Dwaj senatorowie, czołowi kandydaci do partyjnej nominacji prezydenckiej w przyszłorocznych wyborach, John McCain i Barack Obama, przeprosili za swoje wypowiedzi odebrane jako uwłaczające wojskom amerykańskim w Iraku.
Republikański senator McCain popełnił gafę ogłaszając swą kandydaturę w środę w programie telewizji CBC "Late Night with David Letterman". Zapytany o wojnę w Iraku, senator powiedział, że "Amerykanie są nią bardzo sfrustrowani i mają wszelkie do tego prawo", ponieważ "zmarnowaliśmy tam wiele naszych najcenniejszych skarbów, tj. życie amerykańskich żołnierzy".

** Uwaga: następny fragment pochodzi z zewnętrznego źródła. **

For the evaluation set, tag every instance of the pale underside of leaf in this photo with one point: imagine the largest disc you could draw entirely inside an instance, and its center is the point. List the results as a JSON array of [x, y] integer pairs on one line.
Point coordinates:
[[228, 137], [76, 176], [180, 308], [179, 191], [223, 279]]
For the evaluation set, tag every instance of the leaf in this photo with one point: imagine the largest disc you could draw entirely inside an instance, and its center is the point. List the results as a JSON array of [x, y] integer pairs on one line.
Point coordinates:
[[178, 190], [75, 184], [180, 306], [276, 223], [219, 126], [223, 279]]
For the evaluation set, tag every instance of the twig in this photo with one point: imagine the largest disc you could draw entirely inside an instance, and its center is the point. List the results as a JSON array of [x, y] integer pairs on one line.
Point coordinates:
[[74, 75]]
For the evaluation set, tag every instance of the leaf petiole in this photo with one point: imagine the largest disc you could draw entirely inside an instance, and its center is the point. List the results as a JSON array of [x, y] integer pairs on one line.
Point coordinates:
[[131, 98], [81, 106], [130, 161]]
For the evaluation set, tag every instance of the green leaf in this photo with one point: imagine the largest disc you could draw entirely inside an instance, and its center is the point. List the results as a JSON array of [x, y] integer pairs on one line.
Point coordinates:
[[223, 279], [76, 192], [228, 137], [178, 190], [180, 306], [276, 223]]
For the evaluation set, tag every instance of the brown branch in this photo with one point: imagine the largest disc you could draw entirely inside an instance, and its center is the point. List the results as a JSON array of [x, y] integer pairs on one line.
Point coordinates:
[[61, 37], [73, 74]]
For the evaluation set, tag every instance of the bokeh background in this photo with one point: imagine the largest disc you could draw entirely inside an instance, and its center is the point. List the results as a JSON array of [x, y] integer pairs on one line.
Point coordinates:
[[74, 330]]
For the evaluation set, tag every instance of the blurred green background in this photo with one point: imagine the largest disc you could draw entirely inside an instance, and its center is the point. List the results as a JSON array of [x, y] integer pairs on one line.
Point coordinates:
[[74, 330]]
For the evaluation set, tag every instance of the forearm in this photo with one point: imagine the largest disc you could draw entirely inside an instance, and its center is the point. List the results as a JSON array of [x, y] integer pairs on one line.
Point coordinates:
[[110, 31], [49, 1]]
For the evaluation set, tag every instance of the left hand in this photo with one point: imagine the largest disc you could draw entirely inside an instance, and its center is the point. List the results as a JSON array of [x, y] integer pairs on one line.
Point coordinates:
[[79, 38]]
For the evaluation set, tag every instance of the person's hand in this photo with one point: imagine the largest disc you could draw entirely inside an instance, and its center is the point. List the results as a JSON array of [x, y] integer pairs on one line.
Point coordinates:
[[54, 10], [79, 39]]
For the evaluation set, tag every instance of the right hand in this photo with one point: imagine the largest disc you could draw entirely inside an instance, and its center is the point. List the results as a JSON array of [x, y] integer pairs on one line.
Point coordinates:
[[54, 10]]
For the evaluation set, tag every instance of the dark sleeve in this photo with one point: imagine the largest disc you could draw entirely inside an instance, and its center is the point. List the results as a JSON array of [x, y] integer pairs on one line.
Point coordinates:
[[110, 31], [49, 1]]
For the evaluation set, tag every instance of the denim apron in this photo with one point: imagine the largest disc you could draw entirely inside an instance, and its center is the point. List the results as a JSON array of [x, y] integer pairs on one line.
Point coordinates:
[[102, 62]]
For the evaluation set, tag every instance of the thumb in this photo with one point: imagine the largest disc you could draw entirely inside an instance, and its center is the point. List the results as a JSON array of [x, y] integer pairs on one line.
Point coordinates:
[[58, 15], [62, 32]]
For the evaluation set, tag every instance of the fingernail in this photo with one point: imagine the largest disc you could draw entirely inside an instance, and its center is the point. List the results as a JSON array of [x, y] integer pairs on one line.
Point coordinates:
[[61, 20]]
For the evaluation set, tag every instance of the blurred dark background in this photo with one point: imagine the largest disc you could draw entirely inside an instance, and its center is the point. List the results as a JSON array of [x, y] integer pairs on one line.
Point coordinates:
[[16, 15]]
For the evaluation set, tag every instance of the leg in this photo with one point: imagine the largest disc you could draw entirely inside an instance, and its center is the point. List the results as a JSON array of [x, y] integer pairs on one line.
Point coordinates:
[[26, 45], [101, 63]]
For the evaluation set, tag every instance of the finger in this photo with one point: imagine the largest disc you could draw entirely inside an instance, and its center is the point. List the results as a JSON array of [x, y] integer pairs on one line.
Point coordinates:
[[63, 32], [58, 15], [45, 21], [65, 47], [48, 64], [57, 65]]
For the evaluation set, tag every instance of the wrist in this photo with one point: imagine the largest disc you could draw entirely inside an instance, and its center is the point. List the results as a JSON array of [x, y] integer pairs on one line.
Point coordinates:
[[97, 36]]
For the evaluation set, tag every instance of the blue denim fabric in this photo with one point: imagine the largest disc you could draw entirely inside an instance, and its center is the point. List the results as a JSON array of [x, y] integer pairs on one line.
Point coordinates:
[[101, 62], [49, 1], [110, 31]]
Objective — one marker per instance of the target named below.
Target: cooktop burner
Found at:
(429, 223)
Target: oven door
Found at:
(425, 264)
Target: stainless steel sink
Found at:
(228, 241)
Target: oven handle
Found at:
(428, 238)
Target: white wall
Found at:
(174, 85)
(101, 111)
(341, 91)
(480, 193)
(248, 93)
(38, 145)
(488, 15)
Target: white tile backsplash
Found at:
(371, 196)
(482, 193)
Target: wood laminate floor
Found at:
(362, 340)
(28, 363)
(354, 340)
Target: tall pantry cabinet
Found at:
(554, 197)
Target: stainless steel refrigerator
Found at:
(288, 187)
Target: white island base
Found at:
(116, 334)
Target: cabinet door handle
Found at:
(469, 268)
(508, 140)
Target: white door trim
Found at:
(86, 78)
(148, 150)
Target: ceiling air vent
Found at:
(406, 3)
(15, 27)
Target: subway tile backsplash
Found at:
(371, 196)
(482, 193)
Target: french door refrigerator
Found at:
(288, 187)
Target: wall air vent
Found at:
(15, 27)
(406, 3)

Wypowiedź McCaina była tym bardziej zaskakująca, że znany on jest jako zdecydowany zwolennik wojny, kontynuowania w Iraku operacji militarnych i popiera plan wysłania tam dodatkowych wojsk.
Senatora skrytykowali Demokraci i wielu nieprzychylnych mu Republikanów.
"Jak to się dzieje, że John McCain uważa, że życie Amerykanów w Iraku jest +marnowane+, skoro jednocześnie popiera plan eskalacji wojny i narażenia życia jeszcze większej liczby żołnierzy?" - zapytała retorycznie rzeczniczka krajowego komitetu Partii Demokratycznej, Karen Finney.
Następnego dnia McCain oświadczył, że żałuje niefortunnie użytych słów. "Powinienem był użyć słowa: poświęcenie życia żołnierzy, jak to robiłem w przeszłości" - powiedział.
Przeprosił również demokratyczny senator Barack Obama, któremu także wymknęło się ostatnio słowo "zmarnowane" w odniesieniu do strat amerykańskich w Iraku.
Obama wyraził żal z powodu gafy i podkreślił, że nie chciał obrazić wojsk w Iraku.